Ypsilanti asks residents for ideas on improving city as planners develop long-term plan
What do residents what to see changed, built or improved on in Ypsilanti?
They will have the chance to give their two cents next week as the city continues its master plan design process that will help shape the city for the next several decades.
AnnArbor.com file photo
From Tuesday through Friday, Shape Ypsi will hold a series of discussions about what residents would like to see change or remain the same in the various diverse neighborhoods. At the end of the week, officials and consultants hired to help design the plan will synthesize the information and present the public's ideas.
“We want to hear from the public, what we should preserve, what is working well, and what do we need to completely change,” said City Planner Teresa Gillotti, who said housing, transportation, census and other data will serve as the framework for the discussions.
“But we are going to be planning for the community, so we need to hear how to do that from the community.”
The series kicks off with an information session at 6:30 p.m.
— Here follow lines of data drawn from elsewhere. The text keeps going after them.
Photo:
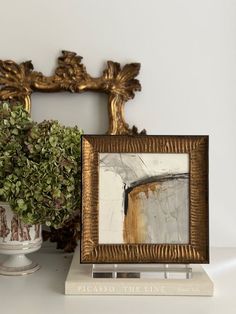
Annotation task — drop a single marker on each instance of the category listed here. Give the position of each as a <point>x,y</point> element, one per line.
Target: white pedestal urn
<point>16,240</point>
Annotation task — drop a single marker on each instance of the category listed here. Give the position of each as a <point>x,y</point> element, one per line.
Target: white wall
<point>187,49</point>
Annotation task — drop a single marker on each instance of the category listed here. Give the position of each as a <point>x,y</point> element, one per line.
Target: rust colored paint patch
<point>135,222</point>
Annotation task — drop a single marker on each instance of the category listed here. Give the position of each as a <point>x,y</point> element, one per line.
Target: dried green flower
<point>40,170</point>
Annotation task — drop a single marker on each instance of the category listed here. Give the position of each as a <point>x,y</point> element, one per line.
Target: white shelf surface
<point>43,291</point>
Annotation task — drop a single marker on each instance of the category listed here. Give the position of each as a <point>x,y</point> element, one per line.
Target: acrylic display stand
<point>152,279</point>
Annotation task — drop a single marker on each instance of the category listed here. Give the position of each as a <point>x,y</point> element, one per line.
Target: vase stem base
<point>18,265</point>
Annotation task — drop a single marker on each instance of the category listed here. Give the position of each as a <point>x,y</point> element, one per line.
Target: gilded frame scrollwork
<point>19,81</point>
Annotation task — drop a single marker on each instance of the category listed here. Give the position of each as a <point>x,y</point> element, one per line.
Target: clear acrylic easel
<point>158,271</point>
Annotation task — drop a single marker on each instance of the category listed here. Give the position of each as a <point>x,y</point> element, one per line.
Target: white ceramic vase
<point>16,240</point>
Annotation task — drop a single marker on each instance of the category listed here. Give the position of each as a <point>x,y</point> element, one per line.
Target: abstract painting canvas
<point>144,199</point>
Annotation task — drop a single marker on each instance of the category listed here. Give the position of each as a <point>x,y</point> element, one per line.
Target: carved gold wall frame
<point>19,81</point>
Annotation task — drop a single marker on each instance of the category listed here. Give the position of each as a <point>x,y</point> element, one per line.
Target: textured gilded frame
<point>196,251</point>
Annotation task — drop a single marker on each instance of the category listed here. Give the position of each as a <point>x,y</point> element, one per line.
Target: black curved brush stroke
<point>152,179</point>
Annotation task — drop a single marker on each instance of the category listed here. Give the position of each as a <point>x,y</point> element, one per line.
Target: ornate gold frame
<point>19,81</point>
<point>196,251</point>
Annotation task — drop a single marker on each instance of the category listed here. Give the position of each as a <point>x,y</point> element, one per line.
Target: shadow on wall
<point>88,111</point>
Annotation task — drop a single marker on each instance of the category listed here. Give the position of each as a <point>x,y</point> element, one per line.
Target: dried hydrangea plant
<point>40,168</point>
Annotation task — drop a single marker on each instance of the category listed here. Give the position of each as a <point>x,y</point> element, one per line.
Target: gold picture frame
<point>196,250</point>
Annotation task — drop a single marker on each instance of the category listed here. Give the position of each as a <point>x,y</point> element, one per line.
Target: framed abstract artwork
<point>144,199</point>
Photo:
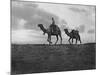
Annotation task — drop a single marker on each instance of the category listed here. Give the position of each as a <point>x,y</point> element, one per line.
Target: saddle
<point>53,28</point>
Tuesday at the Riverside Art Center, 76 N. Huron St.
On Wednesday, March 13 at 3:30 p.m., residents, business owners and students are invited for a walk between the Eastern Michigan University student center to downtown to discuss the relationship between the university and Ypsilanti.
Among the topics are how the geographical layout affects the relationship between the two communities, the physical barriers between the school and business community, the partnerships - or lack of - between the city and university, the housing district between the school and commercial area and how all these factors play together to form the relationship between EMU and downtown business.
“The hope is to have a rich dialogue about physical changes or improving relationships - there’s a lot that can come out of walking and talking about it,” Gillotti said.
A second walk between Depot Town and downtown is planned for 5:30 p.m. from the Depot Town Freighthouse to the downtown Ypsilanti studio serving as a temporary base for the project.
Among the primary topics of that walk is how to prepare to further develop Depot Town once there is a commuter rail stop, ideas for the vacant Boys and Girls Club of Ypsilanti and a discussion about the Water Street project.
On Thursday, March 14 at 4 p.m., residents are invited to gather at the Parkridge Community Center, 591 Armstrong Drive, for a walk through Ypsilanti’s southside to discuss with planners and police what can be done to stabilize the neighborhood, what programs might be useful for residents there or how to create jobs among other topics.
Residents also can drop in to the studio at 206 W. Michigan Ave. and discuss ideas with planners and designers any time on Wednesday and Thursday.
At 5 p.m. on Friday, the community is invited to a presentation from the planners at the downtown studios on what they heard the community would like to see happen and receive further feedback on those ideas, which will be used as guides to developing the plan.
Gillotti said she wants to hear exciting ideas, but she also wants to make sure they are within the city’s means and realistic for an area with financial challenges.
“One of the things tempering the entire conversation is that Ypsilanti has changed a lot in 20 years so we want to make sure we’re realistic,” Gillotti said. “There’s a lot to be considered and we want to be very realistic; not have pie in the sky ideas, but still be innovative and creative.”